Fico pensando se continuo escrevendo por aqui... ontem eu tava conversando com uma amiga sobre as coisas da vida e percebi, mais uma vez, que não adianta muito você falar de coisas mais suas, coisas que vêm mais da alma.
Não é por mal. No fundo, ninguém quer mesmo o mal. Todas as pessoas querem se explicar, querem defender suas idéias e esperam a paz e a leveza do ser. Normal.
Fico pensando em como tratar da morte, do existencialismo e essas coisas com leveza. Tinha aquele livro 'A Insustentável Leveza do Ser', lembra? Todo mundo leu, era moderno ler e gostar. Não gostar também era moderno. O Kundera ainda deu uns dois ou três tiros e sumiu. Sumiu porque a modernidade acabou e a leveza ficou inviável. Bergman se saiu melhor. Sartre também. Tá, já sei que ele acabou sozinho e drogado nas ruas de Paris, mas e daí? Qual a diferença de parar de respirar drogado nas ruas ou numa CTI classe A?

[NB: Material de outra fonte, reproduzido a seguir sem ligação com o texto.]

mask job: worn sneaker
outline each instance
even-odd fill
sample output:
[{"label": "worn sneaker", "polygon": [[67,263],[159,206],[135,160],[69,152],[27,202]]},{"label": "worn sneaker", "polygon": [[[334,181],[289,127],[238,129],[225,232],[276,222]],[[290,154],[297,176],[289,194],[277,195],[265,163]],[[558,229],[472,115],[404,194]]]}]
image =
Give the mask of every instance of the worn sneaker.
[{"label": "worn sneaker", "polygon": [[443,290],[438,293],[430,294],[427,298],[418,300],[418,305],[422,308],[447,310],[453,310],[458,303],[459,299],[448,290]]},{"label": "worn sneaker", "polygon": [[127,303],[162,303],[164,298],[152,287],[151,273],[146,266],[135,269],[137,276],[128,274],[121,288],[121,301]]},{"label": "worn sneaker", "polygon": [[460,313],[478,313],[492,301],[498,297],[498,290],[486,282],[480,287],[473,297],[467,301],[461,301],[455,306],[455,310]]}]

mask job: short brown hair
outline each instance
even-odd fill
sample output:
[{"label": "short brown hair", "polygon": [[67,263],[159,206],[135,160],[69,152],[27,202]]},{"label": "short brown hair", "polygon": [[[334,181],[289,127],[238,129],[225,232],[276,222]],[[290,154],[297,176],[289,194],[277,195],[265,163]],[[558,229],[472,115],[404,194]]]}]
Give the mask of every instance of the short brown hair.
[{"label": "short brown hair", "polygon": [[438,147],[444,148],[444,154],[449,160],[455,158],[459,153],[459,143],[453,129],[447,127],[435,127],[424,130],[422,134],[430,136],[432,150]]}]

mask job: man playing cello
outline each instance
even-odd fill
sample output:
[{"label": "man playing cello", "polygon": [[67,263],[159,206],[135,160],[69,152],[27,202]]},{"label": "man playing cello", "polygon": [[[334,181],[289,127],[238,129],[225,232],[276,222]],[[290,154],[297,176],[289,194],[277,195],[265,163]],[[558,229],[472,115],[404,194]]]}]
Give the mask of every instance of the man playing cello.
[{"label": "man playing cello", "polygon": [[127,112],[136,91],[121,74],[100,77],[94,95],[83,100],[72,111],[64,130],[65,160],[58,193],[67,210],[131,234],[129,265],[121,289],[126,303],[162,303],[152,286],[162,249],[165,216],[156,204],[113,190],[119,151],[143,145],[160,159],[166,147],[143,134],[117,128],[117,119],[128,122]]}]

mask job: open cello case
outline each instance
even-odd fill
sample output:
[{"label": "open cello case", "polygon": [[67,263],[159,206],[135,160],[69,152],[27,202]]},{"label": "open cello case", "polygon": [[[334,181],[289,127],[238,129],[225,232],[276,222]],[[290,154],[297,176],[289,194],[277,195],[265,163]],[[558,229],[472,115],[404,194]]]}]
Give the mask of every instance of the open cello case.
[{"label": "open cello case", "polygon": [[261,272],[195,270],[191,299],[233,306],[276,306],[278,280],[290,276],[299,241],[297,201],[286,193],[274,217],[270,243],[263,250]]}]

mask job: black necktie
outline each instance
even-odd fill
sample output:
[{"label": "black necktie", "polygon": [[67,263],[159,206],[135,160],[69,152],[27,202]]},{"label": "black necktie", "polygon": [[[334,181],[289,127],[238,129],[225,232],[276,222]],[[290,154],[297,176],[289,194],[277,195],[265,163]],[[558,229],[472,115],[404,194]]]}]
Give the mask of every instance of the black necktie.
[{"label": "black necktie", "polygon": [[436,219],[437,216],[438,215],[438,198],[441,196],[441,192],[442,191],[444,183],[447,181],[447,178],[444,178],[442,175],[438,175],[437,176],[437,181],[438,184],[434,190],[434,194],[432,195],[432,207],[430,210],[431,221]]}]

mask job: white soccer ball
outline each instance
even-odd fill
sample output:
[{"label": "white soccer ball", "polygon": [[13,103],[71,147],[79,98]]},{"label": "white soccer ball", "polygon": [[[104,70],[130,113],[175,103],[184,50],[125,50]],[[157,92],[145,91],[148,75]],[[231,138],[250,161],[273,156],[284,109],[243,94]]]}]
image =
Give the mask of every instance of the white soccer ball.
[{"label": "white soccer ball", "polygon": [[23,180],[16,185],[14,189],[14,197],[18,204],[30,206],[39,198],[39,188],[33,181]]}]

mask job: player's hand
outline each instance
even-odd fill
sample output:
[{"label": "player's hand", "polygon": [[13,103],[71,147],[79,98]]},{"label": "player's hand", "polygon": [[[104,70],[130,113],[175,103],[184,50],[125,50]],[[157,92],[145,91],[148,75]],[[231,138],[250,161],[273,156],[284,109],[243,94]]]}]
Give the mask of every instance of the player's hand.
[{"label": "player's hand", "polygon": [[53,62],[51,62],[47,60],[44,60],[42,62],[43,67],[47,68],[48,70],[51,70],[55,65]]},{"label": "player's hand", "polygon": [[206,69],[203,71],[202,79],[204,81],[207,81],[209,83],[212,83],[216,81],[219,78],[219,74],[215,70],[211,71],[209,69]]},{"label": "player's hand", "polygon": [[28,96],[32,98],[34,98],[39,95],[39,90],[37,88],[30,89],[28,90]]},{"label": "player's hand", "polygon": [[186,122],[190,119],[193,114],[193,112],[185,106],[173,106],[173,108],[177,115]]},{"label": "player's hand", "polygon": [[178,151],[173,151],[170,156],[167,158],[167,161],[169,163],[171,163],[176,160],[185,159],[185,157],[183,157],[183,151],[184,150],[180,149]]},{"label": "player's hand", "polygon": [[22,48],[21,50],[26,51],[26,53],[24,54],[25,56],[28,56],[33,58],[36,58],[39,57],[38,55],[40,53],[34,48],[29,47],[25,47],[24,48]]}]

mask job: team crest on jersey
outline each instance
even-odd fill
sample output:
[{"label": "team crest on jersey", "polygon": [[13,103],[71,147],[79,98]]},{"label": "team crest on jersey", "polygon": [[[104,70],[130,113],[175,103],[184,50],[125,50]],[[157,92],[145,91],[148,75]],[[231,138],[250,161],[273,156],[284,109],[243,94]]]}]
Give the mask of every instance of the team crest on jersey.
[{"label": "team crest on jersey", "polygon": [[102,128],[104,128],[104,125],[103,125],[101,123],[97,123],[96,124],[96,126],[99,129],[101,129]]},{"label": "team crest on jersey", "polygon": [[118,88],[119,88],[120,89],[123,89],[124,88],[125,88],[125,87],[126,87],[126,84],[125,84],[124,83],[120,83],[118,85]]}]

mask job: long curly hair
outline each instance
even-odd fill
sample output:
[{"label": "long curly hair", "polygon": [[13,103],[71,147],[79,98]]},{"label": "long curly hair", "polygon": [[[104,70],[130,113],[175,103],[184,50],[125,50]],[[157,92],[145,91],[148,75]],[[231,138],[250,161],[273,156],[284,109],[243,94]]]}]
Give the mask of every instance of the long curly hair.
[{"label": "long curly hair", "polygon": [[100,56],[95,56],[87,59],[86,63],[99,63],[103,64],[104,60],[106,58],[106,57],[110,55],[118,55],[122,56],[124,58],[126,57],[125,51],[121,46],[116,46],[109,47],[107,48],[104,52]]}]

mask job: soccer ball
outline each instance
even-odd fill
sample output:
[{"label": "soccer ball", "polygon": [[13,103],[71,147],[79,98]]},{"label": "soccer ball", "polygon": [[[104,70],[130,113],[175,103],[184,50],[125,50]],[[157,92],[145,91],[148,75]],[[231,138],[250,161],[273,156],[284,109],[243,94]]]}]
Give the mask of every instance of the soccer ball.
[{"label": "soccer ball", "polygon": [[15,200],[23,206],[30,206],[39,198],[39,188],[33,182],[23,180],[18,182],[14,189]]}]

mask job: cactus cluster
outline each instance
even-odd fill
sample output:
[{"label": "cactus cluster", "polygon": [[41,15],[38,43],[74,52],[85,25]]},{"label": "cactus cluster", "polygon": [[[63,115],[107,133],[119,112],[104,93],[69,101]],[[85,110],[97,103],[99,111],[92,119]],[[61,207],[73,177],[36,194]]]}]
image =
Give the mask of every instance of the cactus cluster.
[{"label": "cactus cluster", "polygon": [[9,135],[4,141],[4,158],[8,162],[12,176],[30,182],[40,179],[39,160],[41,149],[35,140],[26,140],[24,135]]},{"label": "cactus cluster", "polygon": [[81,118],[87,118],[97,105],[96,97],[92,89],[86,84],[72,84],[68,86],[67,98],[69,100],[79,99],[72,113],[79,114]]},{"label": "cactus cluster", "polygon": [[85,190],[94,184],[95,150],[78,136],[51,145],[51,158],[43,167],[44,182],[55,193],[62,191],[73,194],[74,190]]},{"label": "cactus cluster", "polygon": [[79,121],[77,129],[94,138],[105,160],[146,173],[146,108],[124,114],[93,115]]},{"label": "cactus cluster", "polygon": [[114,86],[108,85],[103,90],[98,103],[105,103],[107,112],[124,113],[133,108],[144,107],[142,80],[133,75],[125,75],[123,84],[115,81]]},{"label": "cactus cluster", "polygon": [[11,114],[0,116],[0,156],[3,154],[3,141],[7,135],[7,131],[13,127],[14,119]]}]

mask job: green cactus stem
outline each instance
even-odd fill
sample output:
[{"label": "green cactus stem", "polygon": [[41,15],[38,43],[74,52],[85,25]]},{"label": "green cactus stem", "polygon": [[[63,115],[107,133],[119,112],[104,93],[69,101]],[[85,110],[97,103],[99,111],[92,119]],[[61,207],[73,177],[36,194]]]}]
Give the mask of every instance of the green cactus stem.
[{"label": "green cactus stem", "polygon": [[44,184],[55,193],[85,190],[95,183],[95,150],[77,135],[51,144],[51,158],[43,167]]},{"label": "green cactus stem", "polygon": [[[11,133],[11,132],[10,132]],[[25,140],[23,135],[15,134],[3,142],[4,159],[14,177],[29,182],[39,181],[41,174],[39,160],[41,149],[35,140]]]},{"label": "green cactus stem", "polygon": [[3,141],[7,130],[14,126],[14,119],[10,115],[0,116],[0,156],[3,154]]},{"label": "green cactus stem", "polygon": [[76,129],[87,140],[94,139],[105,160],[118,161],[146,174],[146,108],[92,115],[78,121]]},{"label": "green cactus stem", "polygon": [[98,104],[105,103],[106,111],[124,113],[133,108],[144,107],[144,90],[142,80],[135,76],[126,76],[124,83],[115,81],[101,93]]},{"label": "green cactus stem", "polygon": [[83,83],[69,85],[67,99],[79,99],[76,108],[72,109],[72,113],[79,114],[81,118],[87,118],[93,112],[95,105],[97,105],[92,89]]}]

E eu estou me comparando a eles, tenho essa pretensão? Sim! Claro que tenho! Penso igualzinho, sinto as mesmas coisas e quero vivenciar fundo tudo nessa vida. Sou igual a eles, como milhões de anônimos o são. Aliás, eles é que se espelham em nós para pensar e sentir. Nós somos o Bergman e o Sartre puros. Não sei se somos o Kundera.